Your crowd-founder launched on Indiegogo in the middle of a Kickstarter drama about their lack of Union support. Is that deliberate?
A member of the design team brought the recent union-breaking behavior at Kickstarter to my attention and asked if we should move the project to another platform (I had the project page all set up over there and ready to go).
It’s not unusual for management to have a bad, knee-jerk reaction to workers organizing themselves and that’s something that can be corrected, so initially I said probably not—but then I did some more reading, and found out why the workers were organizing and wanted more of a voice in the company’s decisions. Kickstarter management made a horrendous decision to temporarily pull a project (a satire comic called Always Punch Nazis) because of a Breitbart article (against the considerations of their employees whose entire job is vetting projects), and in doing so as far as I’m concerned placated to nazis, even if they ultimately changed their minds and restored it.

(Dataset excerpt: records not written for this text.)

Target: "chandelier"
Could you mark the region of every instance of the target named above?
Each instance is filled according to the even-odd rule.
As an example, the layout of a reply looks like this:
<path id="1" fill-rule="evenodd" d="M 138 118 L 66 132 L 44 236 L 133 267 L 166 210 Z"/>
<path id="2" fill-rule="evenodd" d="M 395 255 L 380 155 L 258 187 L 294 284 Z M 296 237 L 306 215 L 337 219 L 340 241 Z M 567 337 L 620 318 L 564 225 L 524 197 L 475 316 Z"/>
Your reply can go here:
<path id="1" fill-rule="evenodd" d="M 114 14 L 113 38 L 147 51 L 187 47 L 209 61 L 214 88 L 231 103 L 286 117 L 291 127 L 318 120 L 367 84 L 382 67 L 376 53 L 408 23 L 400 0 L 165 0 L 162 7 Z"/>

The design team talked it through and it was decided we’d make the move, so now Vast Kaviya is being funded through GameOnTabletop and in future I’ll be using other crowdfunding platforms for my projects (at least until everyone currently involved with Kickstarter’s management is no longer with the company).
It’s important to note that as of this writing (October 22nd) the employees of Kickstarter do not want anyone to boycott the company, and if this wasn’t rooted with their management appeasing nazis I would not have switched platforms.
Devastation giant art by Lady of Hats, coloured by Mike Myler.